Captain Mason McSweeney caused a Hasselbeck fumble on the game’s second play and teammate Anthony Carusi recovered. Five plays later the Eagles scored when Jimmy Nardone blasted his way in from a yard out. The 2-point conversion rush by Nardone, however, was ruled short of the goal line.
“That first 2-point conversion hurt us. Put us behind,” St. Pierre acknowledged. “We were in, too. That hurt because it put us behind, playing catch up with the extra points. It’s unfortunate; (the game officials) saw it and I think they saw on the video board afterwards that they missed it. That didn’t decide the game … but it put us behind a little bit.”
Hasselbeck found Brown for a 19-yard score early in the second quarter, and the point after gave Xaverian a 7-6 lead. Hasselbeck and Brown connected again with 1:04 until halftime, this one from 25 yards out, expanding Hawks’ advantage to eight points.
But the Prep drove downfield quickly, going 60 yards in five plays as Robillard hit Merrick Barlow with a perfectly placed 38-yard scoring pass. Again the conversion rush came up short, leaving the Eagles down two (14-12) at the break.
A Robillard-to-Gavin Gold scoring pass from 23 yards out on the opening drive of the third quarter put the Eagles (who scored 465 points in their 13 games) back on top, 18-14.
The Eagles’ senior class, which won 30 games over the past three seasons, was lauded by their head coach after the game.
“I can’t compare it to others, but it has to be right up there,” said St. Pierre. “They’ve been to two Super Bowls in three years and a Final Four as sophomores, plus had a season wiped out by Covid freshman year. They’ve been through a lot.
“To play so hard and to have it end like this, it’s hard.”
Xaverian 31, St. John’s Prep 25
Division 1 Super Bowl
at Gillette Stadium, Foxborough
Xaverian (11-2);0;14;7;10;31
St. John’s Prep (11-2);6;6;13;0;25
Scoring summary
SJP — Jimmy Nardone 1 run (rush failed)
X — Caleb Brown 19 pass from Henry Hasselbeck (Joe MacDonald kick)
X — Brown 25 pass from Hasselbeck (Luke Bell kick)
SJP — Merrick Barlow 38 pass from Deacon Robillard (rush failed)
SJP — Gael Garcia 4 run (kick failed)
X — Mike O’Connor 1 run (Bell kick)
SJP — Garcia 16 pass from Robillard (Langdon Laws kick)
X — Brown 18 pass from Hasselbeck (Bell kick)
X — Bell 33 field goal
Individual Statistics
RUSHING: Xaverian — Henry Hasselbeck 13-124, Mike O’Connor 19-71, Sean Bernier 6-9; St.

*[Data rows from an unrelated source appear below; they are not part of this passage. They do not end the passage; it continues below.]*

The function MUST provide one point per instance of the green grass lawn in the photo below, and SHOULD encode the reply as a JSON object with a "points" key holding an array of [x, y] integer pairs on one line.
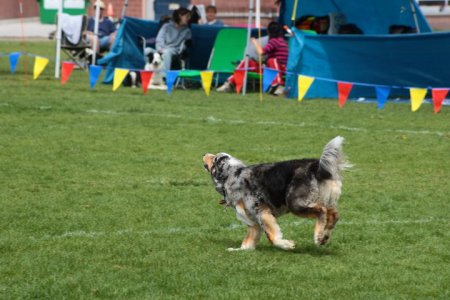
{"points": [[103, 194]]}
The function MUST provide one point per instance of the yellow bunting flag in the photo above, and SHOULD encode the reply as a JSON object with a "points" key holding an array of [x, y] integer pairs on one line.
{"points": [[304, 83], [119, 76], [417, 96], [39, 65], [206, 80]]}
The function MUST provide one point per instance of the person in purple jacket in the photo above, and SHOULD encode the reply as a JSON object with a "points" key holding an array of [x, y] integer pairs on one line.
{"points": [[106, 30]]}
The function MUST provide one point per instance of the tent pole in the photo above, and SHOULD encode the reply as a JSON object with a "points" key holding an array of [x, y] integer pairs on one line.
{"points": [[124, 9], [58, 39], [249, 29], [96, 41], [414, 13], [294, 12], [258, 24]]}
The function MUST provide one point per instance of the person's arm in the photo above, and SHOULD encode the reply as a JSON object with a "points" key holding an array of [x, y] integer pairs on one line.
{"points": [[160, 38], [258, 48]]}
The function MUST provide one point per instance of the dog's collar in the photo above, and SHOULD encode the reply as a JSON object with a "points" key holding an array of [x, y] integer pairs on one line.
{"points": [[224, 201]]}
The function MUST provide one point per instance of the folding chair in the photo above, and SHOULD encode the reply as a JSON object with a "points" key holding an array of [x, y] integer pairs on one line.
{"points": [[73, 42], [228, 50]]}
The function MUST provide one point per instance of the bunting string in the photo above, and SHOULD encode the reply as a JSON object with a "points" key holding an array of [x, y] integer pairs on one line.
{"points": [[417, 94]]}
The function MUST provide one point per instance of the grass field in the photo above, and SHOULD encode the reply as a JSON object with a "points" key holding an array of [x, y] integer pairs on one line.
{"points": [[103, 195]]}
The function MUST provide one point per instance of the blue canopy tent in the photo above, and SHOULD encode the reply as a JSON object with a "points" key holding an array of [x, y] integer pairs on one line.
{"points": [[375, 58]]}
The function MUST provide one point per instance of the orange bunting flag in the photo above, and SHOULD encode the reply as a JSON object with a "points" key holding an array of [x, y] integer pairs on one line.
{"points": [[417, 96], [146, 76], [304, 83], [344, 89], [39, 65], [239, 79], [438, 97], [119, 76], [67, 68], [206, 77]]}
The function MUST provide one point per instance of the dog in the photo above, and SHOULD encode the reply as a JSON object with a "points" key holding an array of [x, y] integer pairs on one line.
{"points": [[153, 63], [260, 193]]}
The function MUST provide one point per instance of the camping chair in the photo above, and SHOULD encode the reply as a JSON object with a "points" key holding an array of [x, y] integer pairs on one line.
{"points": [[229, 48], [72, 39]]}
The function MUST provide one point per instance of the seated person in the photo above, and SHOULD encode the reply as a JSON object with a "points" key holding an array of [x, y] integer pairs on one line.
{"points": [[211, 12], [276, 51], [172, 37], [106, 30]]}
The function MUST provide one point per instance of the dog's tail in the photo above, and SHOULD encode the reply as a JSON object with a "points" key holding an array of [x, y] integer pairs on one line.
{"points": [[333, 161]]}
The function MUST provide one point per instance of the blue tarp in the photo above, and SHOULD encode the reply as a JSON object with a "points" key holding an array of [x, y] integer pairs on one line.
{"points": [[127, 51], [374, 58]]}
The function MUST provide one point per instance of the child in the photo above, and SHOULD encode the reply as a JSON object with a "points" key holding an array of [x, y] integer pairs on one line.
{"points": [[276, 51], [172, 36]]}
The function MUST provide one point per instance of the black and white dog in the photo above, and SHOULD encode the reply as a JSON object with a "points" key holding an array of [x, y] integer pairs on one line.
{"points": [[153, 63], [260, 193]]}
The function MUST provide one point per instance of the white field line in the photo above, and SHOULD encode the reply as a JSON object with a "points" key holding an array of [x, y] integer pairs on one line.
{"points": [[212, 119], [234, 226]]}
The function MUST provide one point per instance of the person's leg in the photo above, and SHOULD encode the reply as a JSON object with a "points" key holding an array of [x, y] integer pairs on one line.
{"points": [[273, 64], [167, 55], [253, 66], [104, 43]]}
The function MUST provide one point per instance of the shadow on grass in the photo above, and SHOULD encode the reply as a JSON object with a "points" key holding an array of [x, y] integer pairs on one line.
{"points": [[309, 249]]}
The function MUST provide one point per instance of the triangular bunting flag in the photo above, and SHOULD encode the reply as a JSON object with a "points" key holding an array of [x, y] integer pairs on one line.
{"points": [[382, 95], [344, 89], [171, 76], [67, 68], [119, 76], [13, 59], [94, 74], [146, 76], [206, 77], [438, 97], [269, 76], [417, 96], [304, 83], [39, 65], [239, 79]]}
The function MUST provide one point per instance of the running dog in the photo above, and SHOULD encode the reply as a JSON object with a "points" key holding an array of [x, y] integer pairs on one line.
{"points": [[154, 64], [260, 193]]}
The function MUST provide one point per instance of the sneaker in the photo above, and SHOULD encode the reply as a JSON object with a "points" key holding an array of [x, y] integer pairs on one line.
{"points": [[279, 91], [225, 88]]}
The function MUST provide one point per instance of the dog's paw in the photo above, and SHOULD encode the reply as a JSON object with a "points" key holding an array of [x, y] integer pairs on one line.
{"points": [[240, 249], [321, 240], [285, 244]]}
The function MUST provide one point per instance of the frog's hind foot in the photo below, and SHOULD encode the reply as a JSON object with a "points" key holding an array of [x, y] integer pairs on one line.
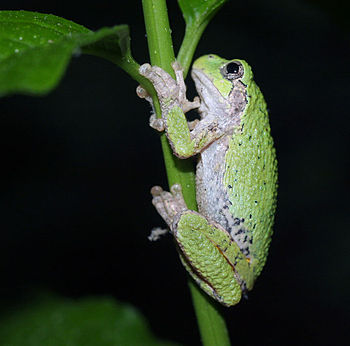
{"points": [[168, 204], [157, 233]]}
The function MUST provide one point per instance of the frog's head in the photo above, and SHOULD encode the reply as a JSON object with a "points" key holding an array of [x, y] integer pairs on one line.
{"points": [[215, 75]]}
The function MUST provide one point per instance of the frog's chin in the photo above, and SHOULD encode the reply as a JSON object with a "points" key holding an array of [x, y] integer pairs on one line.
{"points": [[209, 94]]}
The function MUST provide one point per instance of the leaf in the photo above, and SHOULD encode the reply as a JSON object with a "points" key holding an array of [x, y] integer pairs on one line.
{"points": [[36, 48], [198, 12], [91, 321]]}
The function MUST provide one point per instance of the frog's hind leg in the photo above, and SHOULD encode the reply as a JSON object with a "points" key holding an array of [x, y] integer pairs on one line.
{"points": [[168, 204]]}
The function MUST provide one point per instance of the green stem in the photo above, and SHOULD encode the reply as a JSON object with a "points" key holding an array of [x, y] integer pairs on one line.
{"points": [[189, 44], [162, 54], [211, 324]]}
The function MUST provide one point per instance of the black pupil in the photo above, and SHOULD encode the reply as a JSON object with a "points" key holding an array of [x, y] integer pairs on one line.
{"points": [[232, 67]]}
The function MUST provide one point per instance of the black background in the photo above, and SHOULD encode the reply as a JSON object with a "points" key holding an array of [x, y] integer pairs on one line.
{"points": [[78, 164]]}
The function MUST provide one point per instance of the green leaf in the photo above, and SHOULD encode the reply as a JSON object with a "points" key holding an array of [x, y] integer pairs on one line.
{"points": [[89, 322], [35, 49], [197, 14]]}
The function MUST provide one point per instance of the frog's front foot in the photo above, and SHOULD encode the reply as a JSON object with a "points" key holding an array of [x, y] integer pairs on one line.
{"points": [[170, 91], [156, 123], [168, 204]]}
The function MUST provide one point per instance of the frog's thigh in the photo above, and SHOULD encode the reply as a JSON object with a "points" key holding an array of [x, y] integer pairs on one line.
{"points": [[204, 260]]}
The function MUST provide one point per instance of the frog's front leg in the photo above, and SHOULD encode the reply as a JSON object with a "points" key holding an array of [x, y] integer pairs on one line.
{"points": [[186, 139]]}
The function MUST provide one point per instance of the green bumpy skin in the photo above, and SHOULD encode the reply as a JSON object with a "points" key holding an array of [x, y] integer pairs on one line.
{"points": [[224, 247], [251, 176], [212, 259]]}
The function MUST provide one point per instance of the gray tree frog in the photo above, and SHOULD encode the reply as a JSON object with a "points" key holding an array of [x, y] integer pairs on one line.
{"points": [[224, 246]]}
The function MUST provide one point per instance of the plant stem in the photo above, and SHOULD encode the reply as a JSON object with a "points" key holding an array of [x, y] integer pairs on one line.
{"points": [[211, 324], [162, 55]]}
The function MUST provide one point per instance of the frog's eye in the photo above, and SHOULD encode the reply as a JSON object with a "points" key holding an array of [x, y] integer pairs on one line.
{"points": [[232, 70]]}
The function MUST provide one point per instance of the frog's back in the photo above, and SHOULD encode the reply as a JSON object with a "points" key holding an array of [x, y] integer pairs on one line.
{"points": [[251, 177]]}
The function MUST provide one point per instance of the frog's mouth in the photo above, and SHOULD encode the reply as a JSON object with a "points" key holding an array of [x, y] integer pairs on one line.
{"points": [[211, 98], [204, 85]]}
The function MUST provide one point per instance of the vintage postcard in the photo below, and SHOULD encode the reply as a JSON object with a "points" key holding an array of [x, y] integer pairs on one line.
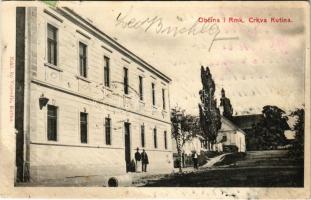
{"points": [[156, 99]]}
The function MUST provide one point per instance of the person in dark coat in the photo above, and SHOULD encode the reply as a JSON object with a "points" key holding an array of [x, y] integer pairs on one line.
{"points": [[145, 161], [195, 160], [137, 160]]}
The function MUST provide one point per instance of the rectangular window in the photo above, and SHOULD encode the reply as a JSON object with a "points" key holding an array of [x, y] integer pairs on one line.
{"points": [[141, 93], [155, 138], [83, 127], [83, 59], [107, 71], [165, 139], [142, 135], [125, 80], [108, 130], [163, 99], [153, 93], [52, 123], [52, 45]]}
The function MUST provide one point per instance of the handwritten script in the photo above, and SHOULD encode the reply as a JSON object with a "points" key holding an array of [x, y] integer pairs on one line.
{"points": [[157, 25]]}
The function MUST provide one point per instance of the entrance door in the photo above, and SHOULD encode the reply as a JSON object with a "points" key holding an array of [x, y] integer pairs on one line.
{"points": [[127, 143]]}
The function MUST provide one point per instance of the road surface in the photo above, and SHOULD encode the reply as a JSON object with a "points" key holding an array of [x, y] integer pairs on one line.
{"points": [[258, 169]]}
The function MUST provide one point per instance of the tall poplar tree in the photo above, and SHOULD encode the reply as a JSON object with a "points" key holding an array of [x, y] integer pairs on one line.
{"points": [[210, 118]]}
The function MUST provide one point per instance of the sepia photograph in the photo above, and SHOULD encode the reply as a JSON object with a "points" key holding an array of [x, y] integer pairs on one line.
{"points": [[158, 95]]}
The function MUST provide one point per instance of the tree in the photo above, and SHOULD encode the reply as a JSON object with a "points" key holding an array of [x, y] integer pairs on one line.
{"points": [[210, 119], [298, 143], [269, 132], [184, 127], [226, 104]]}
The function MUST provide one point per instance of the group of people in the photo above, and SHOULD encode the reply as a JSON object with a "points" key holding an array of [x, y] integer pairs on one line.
{"points": [[141, 159]]}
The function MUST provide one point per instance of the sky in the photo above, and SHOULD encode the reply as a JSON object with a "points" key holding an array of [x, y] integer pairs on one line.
{"points": [[257, 64]]}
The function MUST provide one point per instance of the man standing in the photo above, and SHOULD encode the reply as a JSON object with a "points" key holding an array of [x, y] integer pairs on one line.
{"points": [[138, 160], [145, 161], [195, 160]]}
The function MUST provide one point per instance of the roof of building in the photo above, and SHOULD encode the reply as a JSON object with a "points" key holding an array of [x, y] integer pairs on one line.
{"points": [[246, 121], [88, 26]]}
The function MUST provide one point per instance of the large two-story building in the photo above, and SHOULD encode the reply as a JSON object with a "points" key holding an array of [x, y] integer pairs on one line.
{"points": [[84, 102]]}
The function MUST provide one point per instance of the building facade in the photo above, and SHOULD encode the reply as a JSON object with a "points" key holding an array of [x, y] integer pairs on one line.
{"points": [[84, 102]]}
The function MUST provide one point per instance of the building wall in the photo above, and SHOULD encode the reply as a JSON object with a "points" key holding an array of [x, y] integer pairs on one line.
{"points": [[72, 94]]}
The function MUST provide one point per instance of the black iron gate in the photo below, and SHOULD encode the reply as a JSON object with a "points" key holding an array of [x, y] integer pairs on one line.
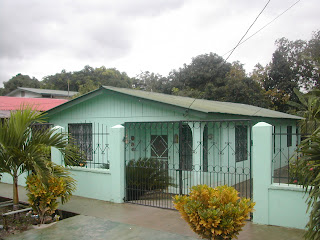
{"points": [[167, 158]]}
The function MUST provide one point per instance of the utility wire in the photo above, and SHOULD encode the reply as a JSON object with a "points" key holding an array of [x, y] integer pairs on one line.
{"points": [[238, 43], [265, 26], [247, 30]]}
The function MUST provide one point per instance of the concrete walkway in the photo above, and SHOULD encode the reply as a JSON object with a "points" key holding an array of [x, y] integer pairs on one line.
{"points": [[129, 221]]}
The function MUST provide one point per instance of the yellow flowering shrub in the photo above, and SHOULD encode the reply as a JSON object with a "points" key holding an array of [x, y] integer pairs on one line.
{"points": [[43, 198], [214, 213]]}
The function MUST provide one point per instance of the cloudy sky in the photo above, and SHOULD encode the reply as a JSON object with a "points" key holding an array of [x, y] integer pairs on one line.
{"points": [[42, 37]]}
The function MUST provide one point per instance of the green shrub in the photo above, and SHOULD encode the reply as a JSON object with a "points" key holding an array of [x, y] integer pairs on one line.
{"points": [[214, 213], [43, 195], [144, 175]]}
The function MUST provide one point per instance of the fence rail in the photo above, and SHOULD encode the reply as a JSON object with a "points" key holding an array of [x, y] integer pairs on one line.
{"points": [[168, 158]]}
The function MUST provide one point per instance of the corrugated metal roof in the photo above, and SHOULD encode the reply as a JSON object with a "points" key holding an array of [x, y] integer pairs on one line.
{"points": [[45, 91], [205, 106], [40, 104]]}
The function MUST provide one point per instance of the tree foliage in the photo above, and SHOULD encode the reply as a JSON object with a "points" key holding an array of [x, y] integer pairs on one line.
{"points": [[19, 80], [24, 149], [309, 177], [87, 79]]}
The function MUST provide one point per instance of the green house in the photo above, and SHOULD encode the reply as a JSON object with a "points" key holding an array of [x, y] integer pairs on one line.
{"points": [[167, 138]]}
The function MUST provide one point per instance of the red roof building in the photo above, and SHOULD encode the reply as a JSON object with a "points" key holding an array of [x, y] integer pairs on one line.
{"points": [[8, 104]]}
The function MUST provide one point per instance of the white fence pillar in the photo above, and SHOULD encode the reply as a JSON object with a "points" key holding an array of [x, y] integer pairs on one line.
{"points": [[261, 170], [117, 165]]}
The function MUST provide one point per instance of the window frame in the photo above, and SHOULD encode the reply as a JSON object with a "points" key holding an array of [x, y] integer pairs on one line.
{"points": [[241, 152]]}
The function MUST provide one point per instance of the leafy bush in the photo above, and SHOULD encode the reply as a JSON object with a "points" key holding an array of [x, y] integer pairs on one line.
{"points": [[309, 176], [146, 174], [214, 213], [43, 196]]}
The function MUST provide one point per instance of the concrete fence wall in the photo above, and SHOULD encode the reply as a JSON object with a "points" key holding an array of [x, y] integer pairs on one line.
{"points": [[276, 204], [102, 184]]}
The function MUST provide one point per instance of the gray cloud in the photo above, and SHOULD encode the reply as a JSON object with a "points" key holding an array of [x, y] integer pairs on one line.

John’s Prep — Cam LaGrassa 20-107, Deacon Robillard 11-38, Gael Garcia 4-13, Jimmy Nardone 3-6.
PASSING: Xaverian — Hasselbeck 7-13-102-3-0; St. John’s Prep — Robillard 7-17-140-3-0.
RECEIVING: Xaverian — Caleb Brown 3-62, Jordan Wilson 2-20, Christian McIntyre 1-10, William Benting 1-10; St. John’s Prep — Merrick Barlow 1-38, Jack Angelopolus 1-36, Gavin Gold 2-34, Mason McSweeney 1-18, Garcia 1-16, LaGrassa 1-(-2).